Two Friends—Beach Day, oil on canvas, 24”x18”, 2002
Why is it that we’re so interested in artists’ lives? No one seems to care what an accountant or a sanitation worker does in his or her extracurricular pursuits, whether or not they’re married or divorced, or have kids, or how they decorate their homes. But when we talk about artists—well, everything seems to grow in significance.
There’s a theory that even Warhol’s Campbell Soup can paintings were autobiographical, because apparently he had a can nearly every day for lunch. So far as I can tell, this is more interesting in terms of explaining his notorious cheapskate streak than explaining the paintings, but it serves as testament to the deep-seated need we have to explain cultural, creative objects in terms of the life of their creators. Even the esteemed John Richardson saw fit to promote the view that Picasso’s art is at any one time a function of the changes in five private forces—his mistress, his house, his poet, his set of admirers, and his dog (sic!).
Such explanations seem to spring out of common assumptions of what art is about—most often these are sprung on some unarticulated notion that before it is anything else, art is (personal) expression, pure and simple. (Of course, the whole concept of expression itself is anything but pure and simple, but let’s not trouble ourselves with all that!)

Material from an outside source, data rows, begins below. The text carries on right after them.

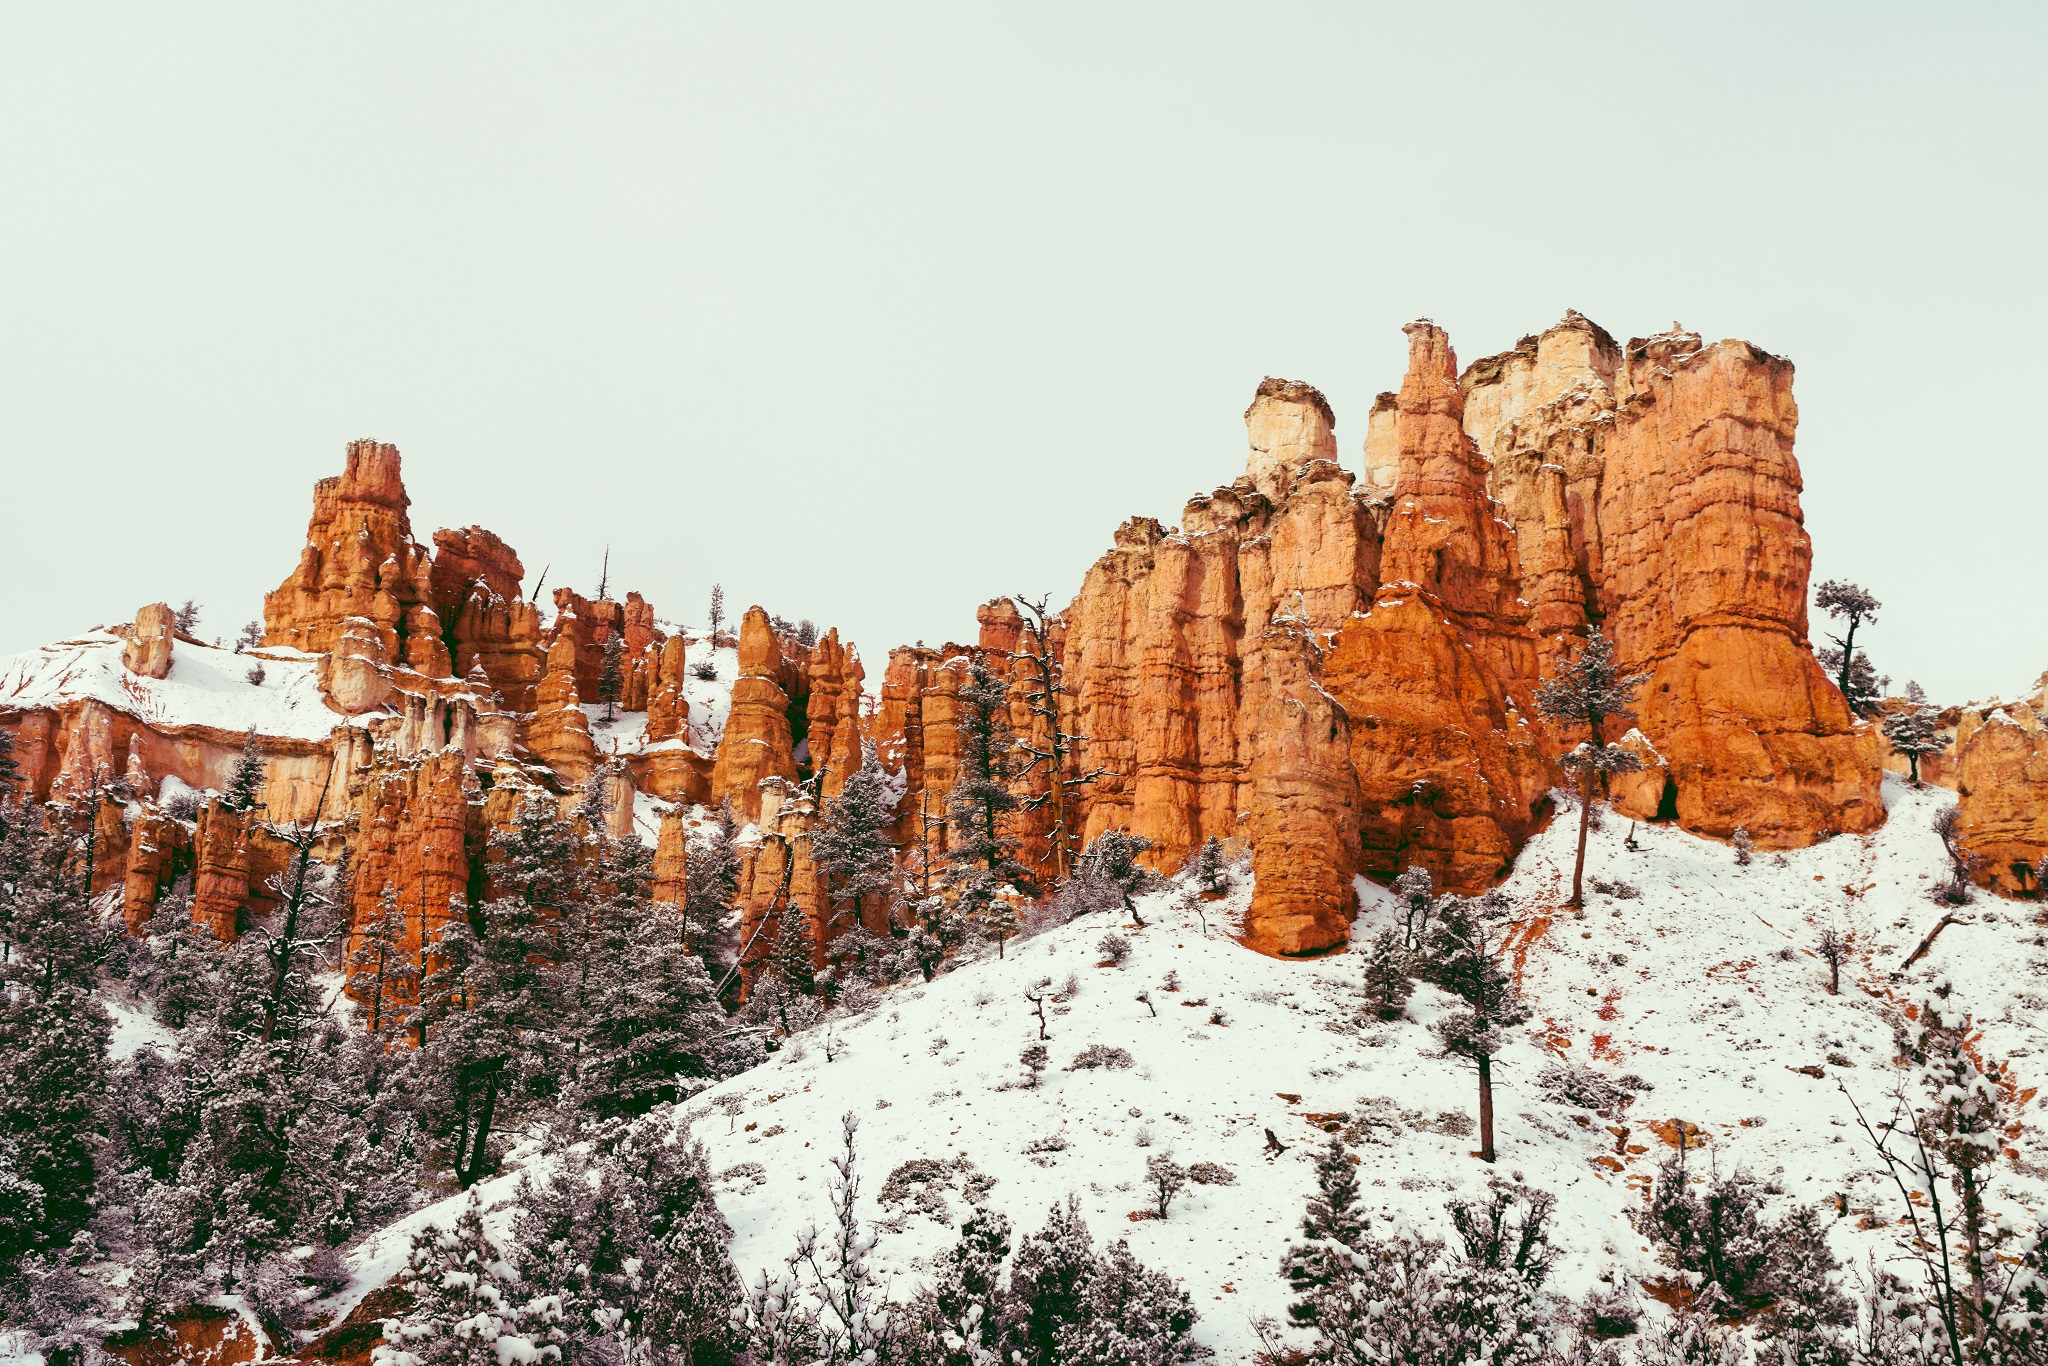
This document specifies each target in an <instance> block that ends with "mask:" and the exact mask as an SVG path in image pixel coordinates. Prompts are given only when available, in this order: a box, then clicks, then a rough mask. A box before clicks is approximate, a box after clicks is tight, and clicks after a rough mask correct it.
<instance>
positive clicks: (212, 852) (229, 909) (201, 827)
mask: <svg viewBox="0 0 2048 1366" xmlns="http://www.w3.org/2000/svg"><path fill="white" fill-rule="evenodd" d="M248 893H250V831H248V817H246V815H244V813H240V811H229V809H227V807H223V805H221V803H219V801H209V803H207V805H205V807H201V809H199V829H197V831H195V834H193V924H197V926H205V928H207V930H211V932H213V934H215V938H219V940H221V942H231V940H233V938H236V936H238V934H240V917H242V903H244V901H246V899H248Z"/></svg>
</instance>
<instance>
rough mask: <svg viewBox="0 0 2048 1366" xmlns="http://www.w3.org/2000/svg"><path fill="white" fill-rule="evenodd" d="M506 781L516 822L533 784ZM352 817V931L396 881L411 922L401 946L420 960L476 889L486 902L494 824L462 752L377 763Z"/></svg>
mask: <svg viewBox="0 0 2048 1366" xmlns="http://www.w3.org/2000/svg"><path fill="white" fill-rule="evenodd" d="M502 786H504V793H502V795H500V793H498V791H496V788H494V797H500V809H502V819H504V823H510V817H512V813H514V811H516V801H518V797H522V795H526V793H528V791H530V788H522V786H520V784H514V782H506V784H502ZM352 823H354V834H352V840H350V846H348V854H350V893H352V903H350V913H348V924H350V930H360V928H362V926H365V924H369V922H373V920H375V917H377V913H379V903H381V899H383V893H385V887H389V889H391V891H393V895H395V897H397V907H399V913H401V915H403V920H406V928H403V934H401V948H403V952H406V954H408V956H412V958H418V956H420V946H422V944H430V942H432V940H434V936H436V934H440V928H442V926H446V924H449V915H451V913H457V911H459V907H463V905H467V903H469V901H471V891H475V893H479V895H477V899H479V901H481V891H483V889H481V868H483V850H485V840H487V836H489V827H487V819H485V811H483V801H481V788H479V784H477V778H475V772H473V768H471V766H469V762H467V758H465V756H463V752H461V750H440V752H436V754H428V756H420V758H412V760H401V762H395V764H381V766H375V768H371V770H369V772H367V774H362V782H360V786H358V791H356V793H354V815H352ZM451 907H457V909H451Z"/></svg>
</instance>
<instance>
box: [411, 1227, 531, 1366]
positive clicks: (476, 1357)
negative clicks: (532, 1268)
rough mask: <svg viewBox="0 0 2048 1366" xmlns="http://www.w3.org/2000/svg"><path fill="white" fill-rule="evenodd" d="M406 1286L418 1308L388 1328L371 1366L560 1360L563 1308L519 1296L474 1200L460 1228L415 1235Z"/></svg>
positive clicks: (511, 1278) (502, 1362)
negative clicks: (485, 1225)
mask: <svg viewBox="0 0 2048 1366" xmlns="http://www.w3.org/2000/svg"><path fill="white" fill-rule="evenodd" d="M399 1284H403V1286H406V1290H408V1292H410V1294H412V1298H414V1307H412V1309H410V1311H408V1313H403V1315H399V1317H393V1319H385V1321H383V1343H381V1346H377V1348H375V1350H373V1352H371V1366H510V1364H514V1362H516V1364H522V1366H535V1364H539V1362H551V1360H559V1356H561V1348H559V1346H555V1343H549V1341H545V1337H547V1331H549V1327H551V1325H553V1323H555V1321H557V1319H559V1305H555V1303H549V1296H541V1298H532V1300H528V1298H526V1296H524V1294H522V1292H520V1284H518V1270H514V1266H512V1262H510V1260H508V1257H506V1255H504V1251H500V1247H498V1243H496V1241H494V1239H492V1237H489V1233H485V1231H483V1208H481V1206H479V1204H477V1198H475V1194H471V1196H469V1200H467V1202H465V1204H463V1212H461V1214H457V1219H455V1225H453V1227H449V1229H440V1227H434V1225H428V1227H424V1229H420V1231H418V1233H416V1235H414V1239H412V1251H410V1255H408V1257H406V1270H403V1272H399Z"/></svg>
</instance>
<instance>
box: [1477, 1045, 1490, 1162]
mask: <svg viewBox="0 0 2048 1366" xmlns="http://www.w3.org/2000/svg"><path fill="white" fill-rule="evenodd" d="M1479 1161H1493V1057H1491V1055H1487V1053H1481V1055H1479Z"/></svg>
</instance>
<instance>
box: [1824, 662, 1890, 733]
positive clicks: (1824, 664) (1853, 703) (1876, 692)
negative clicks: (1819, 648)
mask: <svg viewBox="0 0 2048 1366" xmlns="http://www.w3.org/2000/svg"><path fill="white" fill-rule="evenodd" d="M1815 657H1817V659H1821V668H1823V670H1827V672H1829V676H1843V674H1845V682H1847V690H1845V692H1843V694H1841V696H1843V698H1845V700H1847V702H1849V711H1851V713H1855V715H1860V717H1868V715H1872V713H1876V711H1878V709H1880V707H1882V702H1884V690H1886V688H1888V686H1890V684H1892V678H1890V674H1882V676H1880V674H1878V670H1876V666H1874V664H1870V655H1868V653H1866V651H1862V649H1858V651H1855V655H1853V657H1851V659H1849V666H1847V672H1843V664H1841V657H1843V655H1841V651H1839V649H1833V647H1823V649H1817V651H1815Z"/></svg>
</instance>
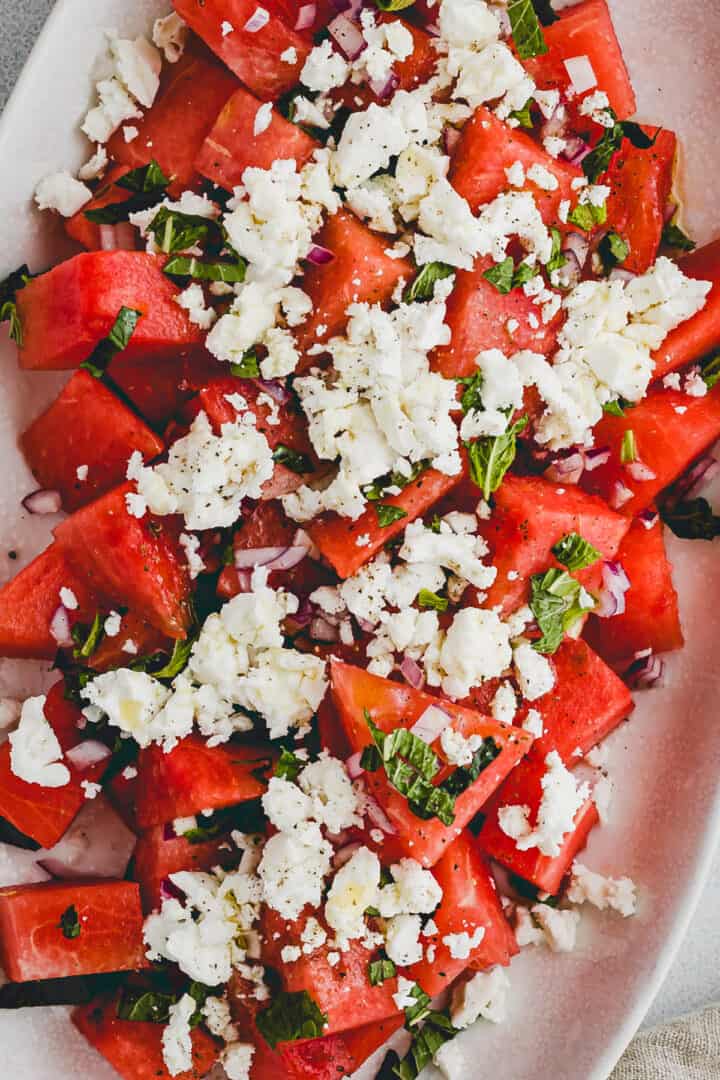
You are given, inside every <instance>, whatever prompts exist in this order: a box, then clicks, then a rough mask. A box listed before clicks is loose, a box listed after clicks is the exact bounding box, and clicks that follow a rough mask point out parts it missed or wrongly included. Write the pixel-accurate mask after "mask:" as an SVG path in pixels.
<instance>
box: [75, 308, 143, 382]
mask: <svg viewBox="0 0 720 1080" xmlns="http://www.w3.org/2000/svg"><path fill="white" fill-rule="evenodd" d="M141 318H142V312H141V311H136V310H135V309H134V308H125V307H122V308H121V309H120V311H119V312H118V318H117V319H116V321H114V323H113V324H112V329H111V330H110V333H109V334H108V336H107V337H106V338H104V339H103V340H101V341H100V342H99V343H98V345H97V346H96V347H95V350H94V351H93V352H92V354H91V355H90V356H89V357H87V360H85V361H83V363H82V364H81V365H80V366H81V367H82V368H84V370H86V372H90V374H91V375H93V376H94V377H95V378H96V379H101V378H103V376H104V375H105V370H106V368H107V366H108V364H109V363H110V361H111V360H112V357H113V356H116V355H117V354H118V353H119V352H122V351H123V349H126V348H127V346H128V343H130V339H131V338H132V336H133V334H134V333H135V328H136V326H137V324H138V323H139V321H140V319H141Z"/></svg>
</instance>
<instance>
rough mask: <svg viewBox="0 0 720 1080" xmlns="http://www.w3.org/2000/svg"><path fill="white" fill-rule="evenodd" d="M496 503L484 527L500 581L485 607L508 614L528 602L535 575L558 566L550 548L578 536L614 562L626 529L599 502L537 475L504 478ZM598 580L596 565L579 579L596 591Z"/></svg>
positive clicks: (587, 571) (575, 488) (597, 500)
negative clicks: (517, 607)
mask: <svg viewBox="0 0 720 1080" xmlns="http://www.w3.org/2000/svg"><path fill="white" fill-rule="evenodd" d="M590 475H594V474H590ZM494 501H495V505H494V510H493V513H492V516H491V517H490V519H489V521H488V522H483V523H480V525H481V531H483V535H484V536H485V538H486V540H487V541H488V544H489V545H490V550H491V553H492V554H491V561H492V564H493V566H497V567H498V577H497V578H495V581H494V584H493V585H491V586H490V589H489V591H488V596H487V599H486V600H484V602H483V603H484V605H485V606H488V607H493V606H494V605H495V604H500V605H502V609H503V611H504V612H505V613H508V612H510V611H513V610H515V608H517V607H519V606H520V605H521V604H524V603H525V602H526V600H527V598H528V595H529V590H530V577H531V576H532V575H533V573H539V572H541V571H543V570H546V569H548V568H549V567H551V566H559V564H558V563H557V562H556V561H555V558H554V557H553V554H552V551H551V549H552V546H553V544H555V543H557V541H558V540H560V539H561V537H563V536H566V534H568V532H579V534H580V536H581V537H583V538H584V539H585V540H587V541H588V542H589V543H592V544H593V545H594V546H595V548H597V550H598V551H599V552H600V553H601V554H602V555H603V557H604V558H607V559H610V558H613V557H614V555H615V553H616V552H617V549H619V546H620V543H621V541H622V539H623V537H624V536H625V534H626V531H627V528H628V526H627V522H626V521H625V519H624V518H623V517H622V515H621V514H616V513H615V512H614V511H613V510H610V508H609V507H608V505H607V503H604V502H603V501H602V500H601V499H597V498H592V497H588V496H587V495H586V494H585V492H584V491H581V490H579V489H578V488H576V487H573V486H572V485H569V486H567V487H560V486H558V485H557V484H553V483H551V482H549V481H546V480H542V478H541V477H539V476H513V475H508V476H506V477H505V480H504V482H503V484H502V485H501V487H500V488H499V490H498V491H497V492H495V496H494ZM508 575H513V580H511V579H510V577H508ZM515 575H517V577H515ZM599 575H600V566H599V564H595V565H594V566H590V567H588V568H587V569H585V570H581V571H580V572H578V573H576V575H575V576H576V577H578V579H579V580H580V581H582V583H583V584H584V585H585V588H586V589H588V590H590V591H593V589H594V588H596V586H597V584H599Z"/></svg>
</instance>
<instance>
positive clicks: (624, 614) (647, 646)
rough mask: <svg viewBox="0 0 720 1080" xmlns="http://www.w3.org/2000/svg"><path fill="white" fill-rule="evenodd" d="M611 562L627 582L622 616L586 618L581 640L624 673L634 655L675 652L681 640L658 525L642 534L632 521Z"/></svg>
mask: <svg viewBox="0 0 720 1080" xmlns="http://www.w3.org/2000/svg"><path fill="white" fill-rule="evenodd" d="M617 562H619V563H621V565H622V567H623V569H624V570H625V572H626V575H627V577H628V579H629V582H630V588H629V589H628V591H627V592H626V593H625V611H624V612H623V613H622V615H616V616H613V617H612V619H599V618H597V617H596V616H590V618H589V620H588V622H587V625H586V627H585V635H586V637H587V639H588V642H589V643H590V645H592V646H593V648H595V649H597V651H598V652H599V653H600V656H601V657H602V658H603V659H604V660H607V661H608V663H609V664H612V665H613V666H614V667H617V669H619V670H625V669H626V667H628V666H629V664H630V663H631V662H633V659H634V657H635V654H636V653H637V652H641V651H644V650H646V649H651V650H652V651H653V652H670V651H673V650H674V649H681V648H682V645H683V638H682V627H681V626H680V613H679V611H678V594H677V592H676V590H675V585H674V584H673V567H671V566H670V564H669V562H668V558H667V553H666V551H665V539H664V535H663V526H662V525H661V523H660V522H656V523H655V524H654V525H653V526H652V528H650V529H648V528H646V526H644V525H643V524H642V522H641V521H637V519H636V521H635V522H633V525H631V526H630V528H629V531H628V532H627V536H626V537H625V539H624V540H623V542H622V544H621V546H620V551H619V552H617Z"/></svg>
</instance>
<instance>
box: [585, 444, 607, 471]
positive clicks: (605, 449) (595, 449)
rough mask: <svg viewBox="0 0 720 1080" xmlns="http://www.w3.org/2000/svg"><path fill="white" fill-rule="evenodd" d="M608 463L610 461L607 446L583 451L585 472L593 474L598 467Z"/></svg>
mask: <svg viewBox="0 0 720 1080" xmlns="http://www.w3.org/2000/svg"><path fill="white" fill-rule="evenodd" d="M608 461H610V447H609V446H601V447H597V448H596V447H594V448H593V449H592V450H585V471H586V472H593V471H594V470H595V469H599V468H600V465H607V463H608Z"/></svg>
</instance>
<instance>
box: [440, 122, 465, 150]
mask: <svg viewBox="0 0 720 1080" xmlns="http://www.w3.org/2000/svg"><path fill="white" fill-rule="evenodd" d="M460 136H461V133H460V132H459V131H458V129H457V127H451V126H450V125H449V124H448V125H447V126H446V127H445V129H444V130H443V147H444V149H445V152H446V153H452V152H453V151H454V148H456V147H457V145H458V143H459V141H460Z"/></svg>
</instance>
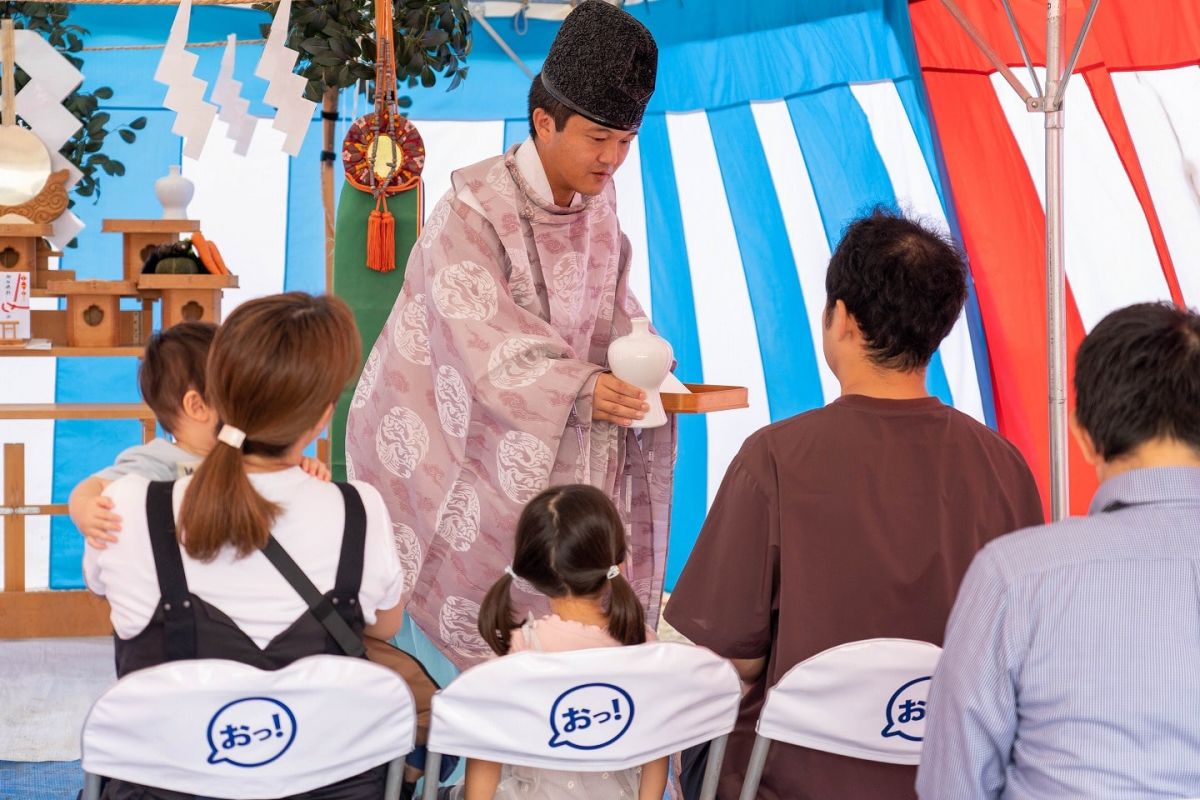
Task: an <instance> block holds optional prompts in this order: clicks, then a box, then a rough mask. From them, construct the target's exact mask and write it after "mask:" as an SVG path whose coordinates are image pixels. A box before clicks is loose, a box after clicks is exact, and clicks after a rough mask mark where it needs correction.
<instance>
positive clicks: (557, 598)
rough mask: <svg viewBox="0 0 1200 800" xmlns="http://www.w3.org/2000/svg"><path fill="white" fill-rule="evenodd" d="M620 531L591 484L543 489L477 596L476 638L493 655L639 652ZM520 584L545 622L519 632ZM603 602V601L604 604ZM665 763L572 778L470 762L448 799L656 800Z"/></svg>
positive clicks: (624, 535) (665, 768)
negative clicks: (527, 584)
mask: <svg viewBox="0 0 1200 800" xmlns="http://www.w3.org/2000/svg"><path fill="white" fill-rule="evenodd" d="M624 561H625V525H624V523H622V521H620V516H619V515H618V513H617V509H616V506H613V504H612V501H611V500H610V499H608V497H607V495H605V493H604V492H601V491H600V489H596V488H594V487H590V486H558V487H552V488H550V489H546V491H545V492H542V493H541V494H539V495H538V497H535V498H534V499H533V500H530V501H529V505H527V506H526V507H524V510H523V511H522V512H521V518H520V519H518V522H517V530H516V553H515V554H514V557H512V565H511V566H509V567H506V569H505V576H504V577H502V578H500V579H499V581H497V582H496V583H494V584H493V585H492V588H491V589H490V590H488V593H487V595H486V596H485V597H484V602H482V604H481V606H480V612H479V632H480V636H482V637H484V640H485V642H487V644H488V646H491V648H492V650H494V651H496V654H497V655H500V656H503V655H506V654H509V652H518V651H521V650H541V651H563V650H581V649H584V648H612V646H620V645H626V644H643V643H644V642H646V640H647V639H648V638H653V636H654V634H653V633H652V632H649V631H648V630H647V627H646V613H644V610H643V609H642V604H641V603H640V602H638V601H637V596H636V595H635V594H634V588H632V587H631V585H630V584H629V582H628V581H626V579H625V577H624V576H623V575H622V573H620V565H622V564H623V563H624ZM518 577H520V578H521V579H523V581H526V582H528V583H529V584H530V585H533V588H534V589H536V590H538V591H540V593H541V594H544V595H546V597H547V599H548V600H550V609H551V612H552V613H551V614H547V615H546V616H542V618H541V619H536V620H535V619H532V615H530V619H529V620H528V621H526V622H524V624H523V625H522V624H520V621H518V620H517V619H516V618H515V616H514V609H512V600H511V597H510V591H511V588H512V581H514V579H515V578H518ZM606 601H607V602H606ZM666 781H667V759H666V758H660V759H656V760H654V762H652V763H649V764H646V765H643V766H640V768H636V769H631V770H624V771H619V772H572V771H560V770H541V769H533V768H527V766H511V765H503V766H502V765H500V764H496V763H492V762H484V760H479V759H470V760H468V762H467V778H466V782H464V783H463V784H462V786H458V787H455V788H454V789H452V790H451V792H450V793H449V794H450V796H451V798H454V799H455V800H463V799H464V800H484V799H485V798H486V799H491V798H493V796H494V798H503V799H517V798H520V799H528V800H533V799H535V798H536V799H538V800H559V799H563V800H566V799H571V798H587V799H589V800H608V799H610V798H611V799H613V800H616V799H617V798H629V799H632V798H640V800H661V798H662V792H664V789H665V787H666Z"/></svg>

The element that tends to fall away from (or at least trail behind) in such accounts is the degree to which humans are fundamentally social beings: Without the possibility of having others look at or engage with the work, why would anyone bother making art? (Of course I am exempting here those special cases of “outsider” artists who obsessively construct their alternate universes, often over a lifetime, with no expectation—and sometimes even with hostility to—the idea that others will get to see their art. They are the exception that proves the rule, in this case.) Just as it is impossible for there to be a language spoken by only one person, there can be no culture without the presence of at least a few other people to witness it.